Methodology This is a retrospective study, collecting data from EC patients treated between 2006 and 2016 in nine referral centers.
Results The study population included 398 (69.5%) and 174 (30.5%) patients having hysterectomy and hysterectomy plus SNM. As the results of the adoption of a propensity-score matched analysis, we selected two homogeneous cohorts of patients (150 having hysterectomy only vs. 150 having hysterectomy plus SNM). The execution of sentinel node mapping correlated with longer operative time, but it is not influencing the length of hospital stay and estimated blood loss. Overall severe complication rates were similar between groups (0.7% in the hysterectomy group vs. 1.3% in the hysterectomy plus SNM group; p=1.00).

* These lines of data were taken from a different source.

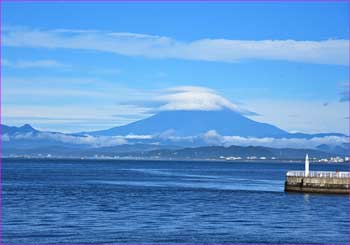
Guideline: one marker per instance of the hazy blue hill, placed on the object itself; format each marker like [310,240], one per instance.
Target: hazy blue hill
[189,123]
[215,152]
[11,130]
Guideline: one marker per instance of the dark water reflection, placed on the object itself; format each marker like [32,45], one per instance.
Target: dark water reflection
[67,201]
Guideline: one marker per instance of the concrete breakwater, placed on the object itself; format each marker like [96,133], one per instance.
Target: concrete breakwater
[317,182]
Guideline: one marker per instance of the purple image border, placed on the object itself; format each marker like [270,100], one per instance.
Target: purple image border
[184,1]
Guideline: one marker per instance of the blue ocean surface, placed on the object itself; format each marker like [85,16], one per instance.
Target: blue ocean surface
[102,201]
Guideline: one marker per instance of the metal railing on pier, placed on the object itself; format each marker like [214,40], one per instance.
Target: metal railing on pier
[319,174]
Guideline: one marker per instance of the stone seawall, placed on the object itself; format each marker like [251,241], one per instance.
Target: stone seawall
[317,185]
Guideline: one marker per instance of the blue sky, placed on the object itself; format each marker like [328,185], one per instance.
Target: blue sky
[86,66]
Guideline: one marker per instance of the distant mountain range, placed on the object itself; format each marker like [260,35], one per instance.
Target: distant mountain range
[190,123]
[169,132]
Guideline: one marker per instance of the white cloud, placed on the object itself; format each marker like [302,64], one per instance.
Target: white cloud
[23,64]
[101,141]
[224,50]
[193,98]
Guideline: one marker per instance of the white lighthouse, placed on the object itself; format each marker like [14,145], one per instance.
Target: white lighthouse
[307,165]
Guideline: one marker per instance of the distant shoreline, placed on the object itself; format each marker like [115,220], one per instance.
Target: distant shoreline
[168,160]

No lymphatic-specific complication occurred. Overall, 12.6% of patients having SNM were diagnosed with disease harboring in their lymph nodes. Adjuvant therapy administration rate was similar between groups. Considering patients having SNM, 4% of patients received adjuvant therapy on the basis of nodal status only; all the other patients received adjuvant therapy on the basis of uterine risk factors. Five-year disease-free (p=0.720) and overall (p=0.632) survival was not influenced by the surgical approach.
Conclusion Hysterectomy (with or without SNM) is a safe and effective method for managing EC patients. Potentially, these data support the omission of side-specific lymphadenectomy in case of unsuccessful mapping. Further evidence is warranted to confirm the role of SNM in the era of molecular/genomic profiling.